Introduction into FB Prophet
Working with multiple Python Versions on Arch Linux
Issues with PyStan cannot get it - as a FBProphet dependency - installed on Python v3.9. So I had to add an older version:
sudo pacman -S yay
yay -S python37
Verify that you can use it - and your main version is not broken:
python --version
Python 3.9.7
python3.7 --version
Python 3.7.12
Setting up an Virtual Environment
Create a virtual environment using the Python version:
python3.7 -m venv venv
source venv/bin/activate
Verify that you get the older version from inside the environment:
python --version
Python 3.7.12
Installation
I created a dependency file to install everything in one go - but this would install the incorrect version of PyStan for FBProphet.

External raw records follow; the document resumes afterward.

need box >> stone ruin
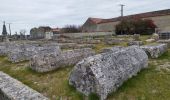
[8,45,60,63]
[127,41,144,46]
[0,71,49,100]
[0,42,61,63]
[30,48,95,72]
[140,44,168,58]
[69,46,148,100]
[100,46,125,53]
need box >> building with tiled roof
[82,9,170,32]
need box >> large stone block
[0,72,49,100]
[69,46,148,100]
[8,44,61,63]
[101,46,124,53]
[141,44,168,58]
[127,41,144,46]
[30,48,95,72]
[157,39,170,48]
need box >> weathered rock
[8,44,61,62]
[0,72,49,100]
[157,39,170,48]
[145,39,155,43]
[133,34,140,41]
[151,33,159,41]
[101,46,124,53]
[69,46,148,100]
[128,41,144,46]
[141,44,168,58]
[30,48,95,72]
[105,39,124,45]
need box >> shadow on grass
[108,65,155,98]
[26,65,74,76]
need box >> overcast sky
[0,0,170,34]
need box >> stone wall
[53,32,115,38]
[84,15,170,32]
[30,48,95,72]
[140,44,168,58]
[0,71,49,100]
[0,42,61,63]
[69,46,148,100]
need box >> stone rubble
[100,46,124,53]
[0,42,61,63]
[0,71,49,100]
[157,39,170,48]
[69,46,148,100]
[140,44,168,58]
[30,48,95,72]
[128,41,144,46]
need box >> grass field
[0,35,170,100]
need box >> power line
[7,23,12,36]
[120,4,125,17]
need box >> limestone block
[157,39,170,48]
[0,71,49,100]
[133,34,140,41]
[30,48,95,72]
[141,44,168,58]
[100,46,124,53]
[69,46,148,100]
[128,41,144,46]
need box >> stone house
[30,26,51,39]
[82,9,170,32]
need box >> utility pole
[8,23,12,36]
[120,4,125,18]
[120,4,125,35]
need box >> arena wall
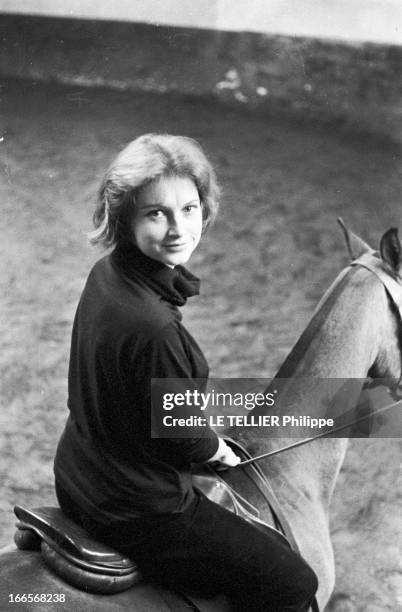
[0,7,402,140]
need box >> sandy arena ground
[0,82,402,612]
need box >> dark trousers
[56,486,318,612]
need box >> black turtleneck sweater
[54,244,218,523]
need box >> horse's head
[339,219,402,380]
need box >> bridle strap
[235,400,402,467]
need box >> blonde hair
[88,134,219,247]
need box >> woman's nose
[168,215,184,236]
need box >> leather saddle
[14,441,288,594]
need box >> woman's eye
[147,209,163,218]
[184,204,199,212]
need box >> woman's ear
[380,227,402,275]
[338,217,375,261]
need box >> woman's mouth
[163,242,187,251]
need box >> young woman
[55,134,317,612]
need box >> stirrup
[14,506,141,594]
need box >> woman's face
[131,176,202,267]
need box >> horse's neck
[245,269,390,504]
[276,268,387,379]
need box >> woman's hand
[207,438,241,467]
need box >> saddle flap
[14,506,136,570]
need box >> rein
[234,400,402,467]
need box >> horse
[0,222,402,612]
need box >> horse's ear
[338,217,374,261]
[380,227,402,274]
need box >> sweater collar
[111,242,200,306]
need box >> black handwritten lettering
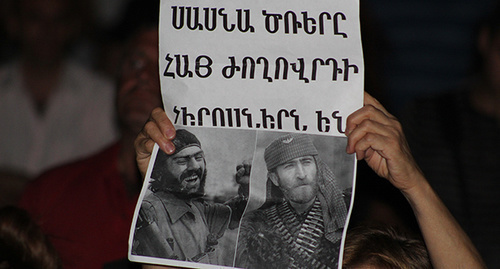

Just pre-install the correct version by hand and the Prophet installer will skip this step and continue it's work:
pip install pystan==2.19.1.1
Since I am going to work in a jupyter notebook I also need to install and to make some preparation to have it use the old version of Python:
pip install ipykernel
python3.7 -m ipykernel install --user --name=prophet
Now I can create the dependencies.txt
file:
jupyter
pandas
plotly
matplotlib
fbprophet
And install it:
pip install -r dependencies.txt
Success! Getting to work now :)
Jupyter Notebook
Start the environment:
jupyter notebook
And create a new notebook using the iPyKernel created earlier:
Now I can check if my environment actually works by importing all the libraries I am going to need into my notebook:
import pandas as pd
import matplotlib.pyplot as pp
from fbprophet import Prophet
from fbprophet.diagnostics import cross_validation
from fbprophet.diagnostics import performance_metrics
from fbprophet.plot import plot_cross_validation_metric
When this cell runs without errors - you are good to go!
Importing Data
I want to use the Data on the daily number of new reported COVID-19 cases and deaths by EU/EEA country. I extracted countries of interest from the available Excel file and saved them into data/*.csv files. I can import them into the notebook with:
I brought in all columns into the Panda data frame. But for now I want to concentrate only on the mortality rate of covid - how many people have died from this disease that has changed all of our life as a percentage to the entire population of the country:
Prophet requires us to rename the columns:
# Rename date and value column names for Facebook Prophet
df.rename(columns = {
"dateRep": "ds",
"MortPercentage": "y"
}, inplace = True)
And we can take a look at our data by plotting it:
pp.style.use("ggplot")
graph = df.set_index("ds").plot(figsize=(20,10))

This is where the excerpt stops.